The country faced difficult days. On the news, President Javier Gastón Freiheit repeated hollow phrases: “Everything is in order, growing, with moral integrity.” In his shadow, Vice President Victoria Inés Cruz D’Albano nodded with a firm expression, dark suit, and unmoving gaze. She maintained her composure unalterably. Some admired her; others feared her. No one knew what she truly thought. But everyone sensed that she was not playing the same game as Freiheit.

Elsewhere in the city, without cameras or flashes, a new voice began to germinate. Among libraries, meeting halls, places where whispers found an echo, words were heard that spoke of sovereignty, homeland, treason, and fire. The voice was young, yet firm, clear; it had learned from defeats, not glories. It did not sign with a name or a party: it only said BIN.

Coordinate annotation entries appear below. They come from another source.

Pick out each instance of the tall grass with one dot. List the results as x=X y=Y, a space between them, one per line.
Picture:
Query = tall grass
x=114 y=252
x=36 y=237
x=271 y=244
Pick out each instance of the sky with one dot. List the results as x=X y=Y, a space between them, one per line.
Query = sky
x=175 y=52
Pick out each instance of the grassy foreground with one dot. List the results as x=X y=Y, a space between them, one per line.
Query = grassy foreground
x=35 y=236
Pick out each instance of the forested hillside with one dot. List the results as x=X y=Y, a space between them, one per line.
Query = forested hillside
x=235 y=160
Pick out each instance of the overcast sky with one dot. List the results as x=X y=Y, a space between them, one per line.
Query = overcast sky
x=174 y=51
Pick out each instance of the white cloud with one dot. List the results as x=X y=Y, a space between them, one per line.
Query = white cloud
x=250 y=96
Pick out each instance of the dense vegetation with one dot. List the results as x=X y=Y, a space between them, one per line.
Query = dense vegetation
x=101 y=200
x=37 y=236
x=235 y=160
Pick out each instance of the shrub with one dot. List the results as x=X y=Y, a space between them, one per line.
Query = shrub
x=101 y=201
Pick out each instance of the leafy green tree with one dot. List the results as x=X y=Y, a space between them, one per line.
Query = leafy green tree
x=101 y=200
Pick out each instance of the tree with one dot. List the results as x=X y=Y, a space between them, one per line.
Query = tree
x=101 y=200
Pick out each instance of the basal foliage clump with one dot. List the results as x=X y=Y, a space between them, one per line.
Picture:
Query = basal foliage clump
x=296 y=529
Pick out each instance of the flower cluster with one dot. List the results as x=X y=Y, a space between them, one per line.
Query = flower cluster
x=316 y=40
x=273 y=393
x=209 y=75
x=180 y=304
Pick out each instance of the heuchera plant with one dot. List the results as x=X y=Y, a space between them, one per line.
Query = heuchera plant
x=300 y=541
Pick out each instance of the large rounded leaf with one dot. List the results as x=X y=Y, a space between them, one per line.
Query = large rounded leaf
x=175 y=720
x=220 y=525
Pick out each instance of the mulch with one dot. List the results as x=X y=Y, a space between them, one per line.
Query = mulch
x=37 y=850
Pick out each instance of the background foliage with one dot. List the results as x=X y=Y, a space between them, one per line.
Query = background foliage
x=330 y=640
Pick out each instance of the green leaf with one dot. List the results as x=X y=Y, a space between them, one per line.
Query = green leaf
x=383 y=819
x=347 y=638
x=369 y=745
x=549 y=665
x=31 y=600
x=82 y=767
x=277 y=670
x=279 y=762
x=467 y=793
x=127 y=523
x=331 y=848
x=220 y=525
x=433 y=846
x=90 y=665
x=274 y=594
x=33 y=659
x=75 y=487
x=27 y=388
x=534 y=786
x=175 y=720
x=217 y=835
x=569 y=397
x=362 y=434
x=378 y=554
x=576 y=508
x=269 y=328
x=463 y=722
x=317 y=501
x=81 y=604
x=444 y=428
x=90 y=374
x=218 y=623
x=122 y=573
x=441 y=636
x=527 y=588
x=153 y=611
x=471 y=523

Something else was also being said: She doesn’t know who I really am. But she will know that she is being watched and listened to.

In that climate of simulacra, oblivion, and soft repression, the country began to divide into two. Not by ideologies, but by the unspoken, by the air between the words, by the things no one dared to look at directly anymore.

The story that begins here is not a war. Nor is it exactly a love story. It is a silent rift between two people who should never have met. A long wait, like winter. A promise barely uttered. A gesture that, by itself, was enough to alter the course of the inevitable.

And if anyone asks for names, dates, or flags, let them. But this story, in truth, began with a flower.